Depuis, je ne compte plus les manifestations (pour ou contre le mariage pour tous, contre la réforme des retraites, des facs, de la SNCF…) ou les meetings politiques surchauffés, couverts à titre professionnel. Je n’aime pas rester dans les espaces dédiés à la presse. Dès que je peux, je déserte pour me mêler aux gens. Quelle que soit, d’ailleurs, la couleur politique du leader venu haranguer ses électeurs. Il y a du spectacle partout. Lors d’un meeting de Mélenchon, je me souviens avoir pris des notes, debout, mon Mac Book en équilibre sur la barrière, pressé de toutes parts par un groupe de « postiers en colère » (c’était écrit sur leur tee-shirt), l’un d’entre eux hurlant avec assiduité dans mes oreilles, en direction de son idole. C’était absurde, et magnifique. Non, vraiment, la foule ne me rebute pas, quand on se mêle à elle par passion, et qu’elle exprime elle-même une passion démultipliée.

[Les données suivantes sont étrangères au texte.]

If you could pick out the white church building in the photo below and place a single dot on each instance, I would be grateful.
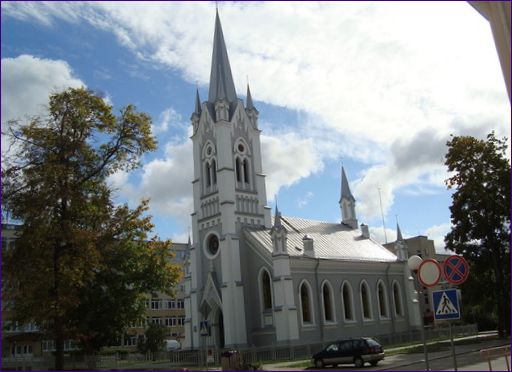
(256, 280)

La magie opère moins dans les lieux « où il faut être ». Il faut tellement y être qu’à force, le rassemblement sonne faux, comme une invitation entre amis que l’on rend par convenance, comme un dernier rendez-vous avec une femme que l’on sait déjà partie, comme un matin où l’on se lève fatigué. Aujourd’hui, les réseaux sociaux, le marketing digital et le big data dictent jusqu’à nos âmes. Aime ceci. Si tu ne te rends pas là ce week-end, tu vas rater quelque chose. Choisis cette destination ce voyage, écoute-nous. Moi et mes potes, on a du business à faire là-bas. Clique et paye. Tu ne peux pas ne pas aimer : tout le monde dit aimer. Regarde les notes. Et tu es tout le monde, comme tout le monde. Quand tu y seras, Instagrame, twitte, like, partage. Photographie et filme, quitte à ne voir les êtres, les choses et la beauté du monde qu’à travers ton écran. Obéis. Tais-toi. Quels que soient ton niveau d’études, de revenus, de sensibilité, de résilience, je veux que tu te taises. Ne t’indigne qu’en certains termes présélectionnés et perlés de hashtags. Positive. Donne une bonne image de toi, toujours : on te regarde. Recommence. Recommence. C’est bien, je vois que tu ne réfléchis plus. Libère-toi, c’est un ordre. Tu aimes, hein ? Tu deviens assoiffé de shows aseptisés, sponsorisés, marketés, sécurisés, ultra-connectés, normés, flippés, toujours plus géants, lumineux jusqu’à l’aveuglement. Fin… Enfin. À bien y réfléchir, c’est la simple authenticité, et la capacité à n’être plus que soi-même, qui vont devenir des armes fatales.

* Serrés comme des sardines – expression méridionale.